Recovery in turn means breaking these patterns of hiding our true selves from ourselves and from each other, learning how to be honest about what we have been like and what we are like today, to share honestly what we hope to grow towards tomorrow. Admitting (and living in) the truth is vitally important to living the recovered life…  so trying to hide something or confronting the reality of our thoughts and feelings keeps us imprisoned.

So sing along with Queen and break free, baby!

5) Keep coming back; it works if you work it

No matter how hard it gets or feels in a particular moment, the overriding, encouraging truth is this:

Recovery is possible.

This expression, and others like it, remind us to keep trying, to refuse to give up, to know that things will and do get easier, that you are capable of change.  The most important thing to remember about recovery is to steadfastly cling to hope. If you keep trying, one day you will be sober, free, and healthy.

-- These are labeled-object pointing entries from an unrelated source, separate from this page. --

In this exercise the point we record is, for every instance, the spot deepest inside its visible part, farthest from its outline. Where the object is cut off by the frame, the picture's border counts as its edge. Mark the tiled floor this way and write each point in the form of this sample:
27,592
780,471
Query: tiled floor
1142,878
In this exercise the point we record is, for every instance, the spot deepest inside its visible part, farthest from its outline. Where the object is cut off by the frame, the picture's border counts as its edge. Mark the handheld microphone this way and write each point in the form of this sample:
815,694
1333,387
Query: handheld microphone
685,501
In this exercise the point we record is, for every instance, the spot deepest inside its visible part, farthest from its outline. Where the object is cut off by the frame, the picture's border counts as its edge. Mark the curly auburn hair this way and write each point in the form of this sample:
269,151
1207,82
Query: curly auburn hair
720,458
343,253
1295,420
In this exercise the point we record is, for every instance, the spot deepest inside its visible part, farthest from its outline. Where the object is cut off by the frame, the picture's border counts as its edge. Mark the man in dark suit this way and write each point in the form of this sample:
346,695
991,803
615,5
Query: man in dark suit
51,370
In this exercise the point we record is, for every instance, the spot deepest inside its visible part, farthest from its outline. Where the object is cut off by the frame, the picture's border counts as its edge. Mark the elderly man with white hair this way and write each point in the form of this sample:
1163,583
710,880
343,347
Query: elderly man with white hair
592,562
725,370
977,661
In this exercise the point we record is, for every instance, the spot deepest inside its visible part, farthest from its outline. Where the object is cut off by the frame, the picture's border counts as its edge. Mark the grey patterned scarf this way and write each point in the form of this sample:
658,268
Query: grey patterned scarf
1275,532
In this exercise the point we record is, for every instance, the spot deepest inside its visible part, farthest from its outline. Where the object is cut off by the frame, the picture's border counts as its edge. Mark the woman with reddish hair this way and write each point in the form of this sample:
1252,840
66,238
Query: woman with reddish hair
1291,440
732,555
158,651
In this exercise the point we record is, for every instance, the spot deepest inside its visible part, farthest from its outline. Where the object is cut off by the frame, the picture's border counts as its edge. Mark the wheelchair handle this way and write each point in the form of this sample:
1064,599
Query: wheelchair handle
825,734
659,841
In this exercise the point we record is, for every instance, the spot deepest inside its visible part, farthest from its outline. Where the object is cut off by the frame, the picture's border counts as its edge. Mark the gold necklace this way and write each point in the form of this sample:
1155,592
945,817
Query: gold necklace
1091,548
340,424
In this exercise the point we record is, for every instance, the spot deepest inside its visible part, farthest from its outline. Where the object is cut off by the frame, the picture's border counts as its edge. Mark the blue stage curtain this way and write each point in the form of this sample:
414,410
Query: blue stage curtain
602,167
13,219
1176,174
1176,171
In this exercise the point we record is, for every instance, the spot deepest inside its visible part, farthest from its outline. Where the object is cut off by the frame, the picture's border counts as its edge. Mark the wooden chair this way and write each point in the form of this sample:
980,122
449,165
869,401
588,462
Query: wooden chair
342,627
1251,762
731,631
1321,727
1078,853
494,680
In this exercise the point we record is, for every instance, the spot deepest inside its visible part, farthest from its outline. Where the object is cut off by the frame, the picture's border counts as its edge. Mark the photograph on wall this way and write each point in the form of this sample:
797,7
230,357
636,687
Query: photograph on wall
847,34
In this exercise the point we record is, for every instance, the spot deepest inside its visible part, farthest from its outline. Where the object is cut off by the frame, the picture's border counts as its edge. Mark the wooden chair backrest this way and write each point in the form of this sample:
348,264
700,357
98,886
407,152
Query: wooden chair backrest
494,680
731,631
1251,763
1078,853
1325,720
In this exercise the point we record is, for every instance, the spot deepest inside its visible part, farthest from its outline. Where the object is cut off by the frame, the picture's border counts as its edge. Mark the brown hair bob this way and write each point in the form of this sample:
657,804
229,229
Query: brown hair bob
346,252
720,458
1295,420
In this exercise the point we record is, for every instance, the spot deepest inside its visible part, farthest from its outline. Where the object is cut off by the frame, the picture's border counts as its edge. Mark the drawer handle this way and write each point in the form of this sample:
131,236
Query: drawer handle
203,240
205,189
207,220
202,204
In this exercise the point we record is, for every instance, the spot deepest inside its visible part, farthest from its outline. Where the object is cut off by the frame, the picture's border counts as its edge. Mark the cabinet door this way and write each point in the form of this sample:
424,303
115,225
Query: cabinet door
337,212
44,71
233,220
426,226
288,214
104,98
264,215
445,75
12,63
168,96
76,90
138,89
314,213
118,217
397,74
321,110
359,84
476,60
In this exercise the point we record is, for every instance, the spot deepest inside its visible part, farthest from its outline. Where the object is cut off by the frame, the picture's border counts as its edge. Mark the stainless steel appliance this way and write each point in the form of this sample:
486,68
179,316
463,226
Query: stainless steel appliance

Live in this hope; by following suggestions, by showing up, by doing the deal (even the parts you think are stupid)… you WILL learn joy.

Here’s a few more of cliches and sayings as they relate to AA groups:

We are not God’s gift to AA; AA is God’s gift to us.

We are not reformed drunks but informed alcoholics.

When you clean up after your group, you leave the signature of AA behind you.

And my favorite:

An AA group will be judged by the worst behavior of its members.